Stracotto di Manzo Alla Gabriella
From “The Glorious Soups and Stews of Italy”
by Domenica Marchetti
printable recipe here
- 1 boneless chuck roast, 2 1/2 to 3 pounds
- Kosher or sea salt
- Freshly ground black pepper
- 2 tablespoons extra-virgin olive oil
- 1 tablespoon unsalted butter
- 1 large or 2 medium yellow onions, finely chopped (about 2 cups)

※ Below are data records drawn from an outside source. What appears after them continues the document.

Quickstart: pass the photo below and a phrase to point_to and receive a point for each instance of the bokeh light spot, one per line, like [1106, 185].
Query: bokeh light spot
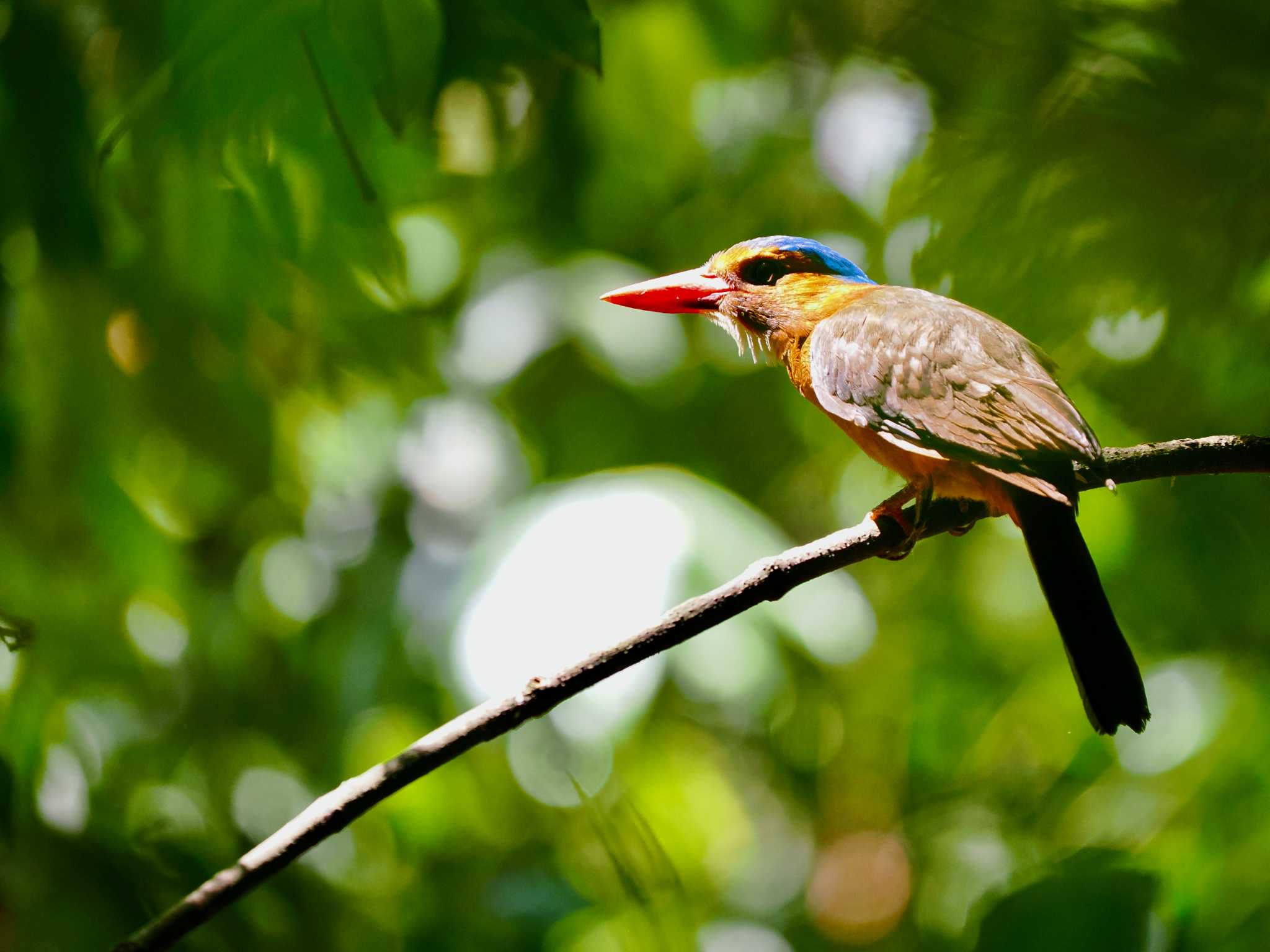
[1127, 338]
[860, 888]
[432, 255]
[1186, 708]
[870, 128]
[156, 627]
[730, 936]
[61, 798]
[458, 455]
[126, 343]
[298, 579]
[595, 564]
[465, 125]
[505, 328]
[550, 767]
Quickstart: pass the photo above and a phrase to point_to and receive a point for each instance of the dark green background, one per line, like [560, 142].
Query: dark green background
[267, 434]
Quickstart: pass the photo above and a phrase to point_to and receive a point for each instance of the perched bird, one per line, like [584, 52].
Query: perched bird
[953, 400]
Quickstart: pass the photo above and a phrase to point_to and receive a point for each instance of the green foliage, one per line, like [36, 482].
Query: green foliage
[314, 433]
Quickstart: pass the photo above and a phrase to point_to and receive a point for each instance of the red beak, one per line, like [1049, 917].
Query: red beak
[673, 294]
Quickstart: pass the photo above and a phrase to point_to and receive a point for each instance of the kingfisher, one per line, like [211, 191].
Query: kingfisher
[957, 403]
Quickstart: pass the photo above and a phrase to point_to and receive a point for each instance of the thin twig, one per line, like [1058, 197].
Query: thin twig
[765, 580]
[346, 141]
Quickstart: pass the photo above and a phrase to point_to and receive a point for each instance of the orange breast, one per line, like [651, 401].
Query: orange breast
[948, 478]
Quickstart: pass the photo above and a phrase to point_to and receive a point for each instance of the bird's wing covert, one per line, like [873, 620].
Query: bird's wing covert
[948, 380]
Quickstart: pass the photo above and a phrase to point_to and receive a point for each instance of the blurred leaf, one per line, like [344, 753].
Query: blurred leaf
[395, 46]
[563, 27]
[1089, 904]
[7, 785]
[219, 37]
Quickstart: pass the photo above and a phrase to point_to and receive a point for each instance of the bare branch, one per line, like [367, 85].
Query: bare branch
[765, 580]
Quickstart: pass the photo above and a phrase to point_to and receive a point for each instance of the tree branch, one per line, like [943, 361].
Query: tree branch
[765, 580]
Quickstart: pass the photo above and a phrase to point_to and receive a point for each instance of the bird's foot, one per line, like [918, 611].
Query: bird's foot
[969, 524]
[893, 508]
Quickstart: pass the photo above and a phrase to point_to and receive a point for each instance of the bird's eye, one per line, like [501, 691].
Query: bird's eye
[762, 271]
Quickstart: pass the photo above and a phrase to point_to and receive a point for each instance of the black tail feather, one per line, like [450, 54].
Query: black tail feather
[1101, 662]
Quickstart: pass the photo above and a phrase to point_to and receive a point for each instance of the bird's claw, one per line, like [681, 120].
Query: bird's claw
[966, 511]
[893, 508]
[895, 513]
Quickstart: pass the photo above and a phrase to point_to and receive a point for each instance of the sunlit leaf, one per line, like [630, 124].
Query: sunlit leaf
[395, 46]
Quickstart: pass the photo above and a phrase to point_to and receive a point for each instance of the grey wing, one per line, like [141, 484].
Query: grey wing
[941, 379]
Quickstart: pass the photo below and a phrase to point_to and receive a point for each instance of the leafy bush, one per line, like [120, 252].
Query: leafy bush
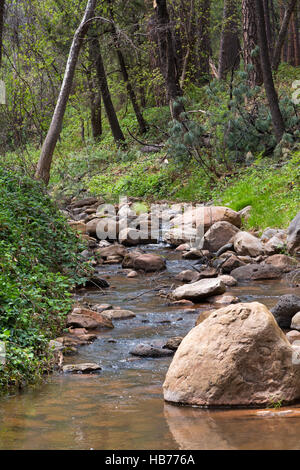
[39, 264]
[237, 123]
[272, 192]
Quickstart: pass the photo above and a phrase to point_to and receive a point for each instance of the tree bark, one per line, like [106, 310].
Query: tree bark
[271, 93]
[204, 45]
[250, 43]
[230, 47]
[268, 26]
[282, 33]
[141, 121]
[2, 7]
[107, 101]
[167, 58]
[44, 163]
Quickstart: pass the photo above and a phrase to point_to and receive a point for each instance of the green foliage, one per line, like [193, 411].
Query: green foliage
[237, 125]
[273, 192]
[39, 264]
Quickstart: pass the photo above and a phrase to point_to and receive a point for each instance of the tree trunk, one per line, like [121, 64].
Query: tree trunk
[268, 26]
[203, 46]
[44, 164]
[296, 42]
[167, 58]
[141, 121]
[96, 117]
[250, 43]
[107, 101]
[230, 47]
[271, 93]
[282, 33]
[2, 6]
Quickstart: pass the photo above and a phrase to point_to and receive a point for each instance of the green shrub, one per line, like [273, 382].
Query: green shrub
[39, 264]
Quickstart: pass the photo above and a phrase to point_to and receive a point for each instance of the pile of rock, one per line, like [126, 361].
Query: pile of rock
[237, 356]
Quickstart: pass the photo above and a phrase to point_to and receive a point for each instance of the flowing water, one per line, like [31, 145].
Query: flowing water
[122, 407]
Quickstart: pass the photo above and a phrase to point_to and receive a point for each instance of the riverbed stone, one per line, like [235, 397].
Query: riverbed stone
[283, 262]
[112, 250]
[118, 314]
[238, 356]
[102, 320]
[231, 262]
[293, 336]
[199, 290]
[256, 272]
[229, 281]
[293, 237]
[206, 216]
[148, 262]
[149, 350]
[81, 321]
[295, 323]
[219, 234]
[246, 244]
[187, 276]
[178, 236]
[86, 368]
[287, 306]
[173, 343]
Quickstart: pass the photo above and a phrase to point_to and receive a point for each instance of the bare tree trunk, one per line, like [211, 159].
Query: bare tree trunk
[167, 58]
[2, 6]
[250, 43]
[203, 46]
[282, 33]
[108, 104]
[230, 47]
[139, 116]
[44, 163]
[268, 26]
[296, 42]
[271, 93]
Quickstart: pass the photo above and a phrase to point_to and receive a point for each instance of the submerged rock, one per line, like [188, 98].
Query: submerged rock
[199, 290]
[238, 356]
[287, 306]
[246, 244]
[148, 350]
[219, 234]
[293, 238]
[173, 343]
[148, 262]
[118, 314]
[88, 368]
[255, 272]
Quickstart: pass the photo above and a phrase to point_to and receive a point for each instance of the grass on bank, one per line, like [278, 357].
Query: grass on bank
[39, 264]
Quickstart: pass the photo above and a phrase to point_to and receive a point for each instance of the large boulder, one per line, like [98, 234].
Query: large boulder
[180, 235]
[287, 306]
[206, 216]
[293, 238]
[218, 235]
[283, 262]
[238, 356]
[133, 236]
[148, 262]
[199, 290]
[112, 250]
[256, 272]
[246, 244]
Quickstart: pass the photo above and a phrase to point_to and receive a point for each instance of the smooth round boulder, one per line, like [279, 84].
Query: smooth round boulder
[199, 290]
[238, 356]
[287, 306]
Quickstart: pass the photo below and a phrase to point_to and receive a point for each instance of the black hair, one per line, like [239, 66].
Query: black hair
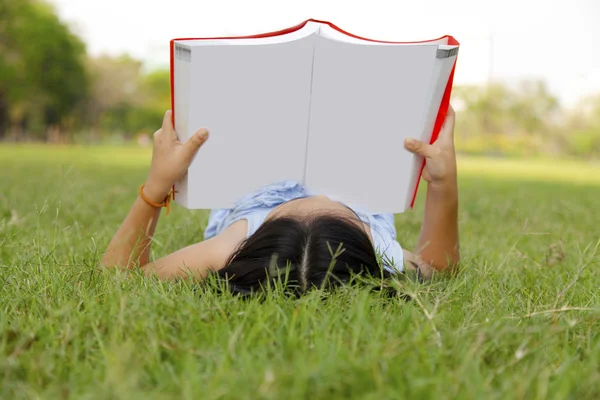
[322, 251]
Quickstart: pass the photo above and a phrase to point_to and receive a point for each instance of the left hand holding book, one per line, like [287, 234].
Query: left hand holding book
[170, 158]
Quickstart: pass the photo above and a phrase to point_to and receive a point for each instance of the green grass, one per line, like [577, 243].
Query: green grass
[521, 321]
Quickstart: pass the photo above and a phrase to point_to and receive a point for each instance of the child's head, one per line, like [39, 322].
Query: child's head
[312, 251]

- 2 cloves garlic, lightly crushed with the flat side of a knife blade
- 2 carrots, peeled and finely chopped
- 2 ribs celery, finely chopped
- 1 1/2 teaspoons chopped fresh thyme
- 1 cup dry white wine
- 1 cup passato di pomodoro (tomato puree) or canned chopped tomatoes
- 1 cup beef broth (homemade is best), or water
Heat the oven to 325 degrees F. Season the chuck roast with salt and pepper. In ad Dutch oven or other heavy-bottomed pot with a lid, heat the olive oil and butter over medium-high heat. When the butter has melted and begins to sizzle place the roast in the pot. Brown it on all sides, turning it every 3 to 4 minutes, for even coloring. Using tongs, transfer the meat to a plate.

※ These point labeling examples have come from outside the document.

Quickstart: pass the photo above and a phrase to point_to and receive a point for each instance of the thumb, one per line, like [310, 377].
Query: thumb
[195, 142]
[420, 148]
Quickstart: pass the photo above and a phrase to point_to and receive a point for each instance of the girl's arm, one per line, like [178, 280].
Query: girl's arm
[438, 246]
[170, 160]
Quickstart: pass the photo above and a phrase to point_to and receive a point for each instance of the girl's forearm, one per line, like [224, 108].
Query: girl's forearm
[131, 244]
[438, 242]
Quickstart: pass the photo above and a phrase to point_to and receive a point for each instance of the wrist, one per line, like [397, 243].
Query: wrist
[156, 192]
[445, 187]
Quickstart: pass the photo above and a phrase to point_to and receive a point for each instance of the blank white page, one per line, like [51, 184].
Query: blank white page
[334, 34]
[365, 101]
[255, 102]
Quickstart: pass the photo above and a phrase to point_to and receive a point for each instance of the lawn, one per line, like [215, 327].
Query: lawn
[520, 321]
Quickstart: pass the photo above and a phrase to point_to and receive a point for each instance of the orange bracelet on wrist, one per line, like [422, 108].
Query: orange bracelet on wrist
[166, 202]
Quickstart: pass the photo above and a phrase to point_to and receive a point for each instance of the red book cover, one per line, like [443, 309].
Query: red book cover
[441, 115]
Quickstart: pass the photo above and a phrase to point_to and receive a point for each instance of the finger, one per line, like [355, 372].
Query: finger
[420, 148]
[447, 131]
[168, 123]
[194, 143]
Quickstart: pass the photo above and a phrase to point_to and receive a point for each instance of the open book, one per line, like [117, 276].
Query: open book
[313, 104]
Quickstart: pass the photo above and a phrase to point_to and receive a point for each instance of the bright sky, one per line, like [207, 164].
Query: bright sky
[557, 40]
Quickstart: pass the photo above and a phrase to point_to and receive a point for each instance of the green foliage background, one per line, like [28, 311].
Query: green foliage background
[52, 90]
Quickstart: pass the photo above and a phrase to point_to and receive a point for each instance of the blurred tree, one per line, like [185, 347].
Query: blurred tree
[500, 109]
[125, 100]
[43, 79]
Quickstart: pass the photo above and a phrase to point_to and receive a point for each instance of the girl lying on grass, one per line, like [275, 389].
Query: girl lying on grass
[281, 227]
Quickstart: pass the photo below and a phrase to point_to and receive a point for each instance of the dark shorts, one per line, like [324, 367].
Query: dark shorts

Reduce the heat to medium, add the onion, garlic, carrot, and celery and saute, stirring frequently, for about 10 minutes, or until the vegetables are tender and the onion is pale gold but not browned. Stir in the thyme, followed by the wine, tomatoes, and the broth. Return the meat to the pot along with any juices that have accumulated on the plate. Bring the mixture to a simmer, cover, and place in the oven. Let the pot roast braise, turning the meat every 30 minutes, for about 2 1/2 hours or until it is fork tender and the sauce is deliciously thick and red-brown.
Remove the meat from the sauce and either cut it into thin slices or large chunks. Arrange the meat on a serving platter and spoon the sauce on top.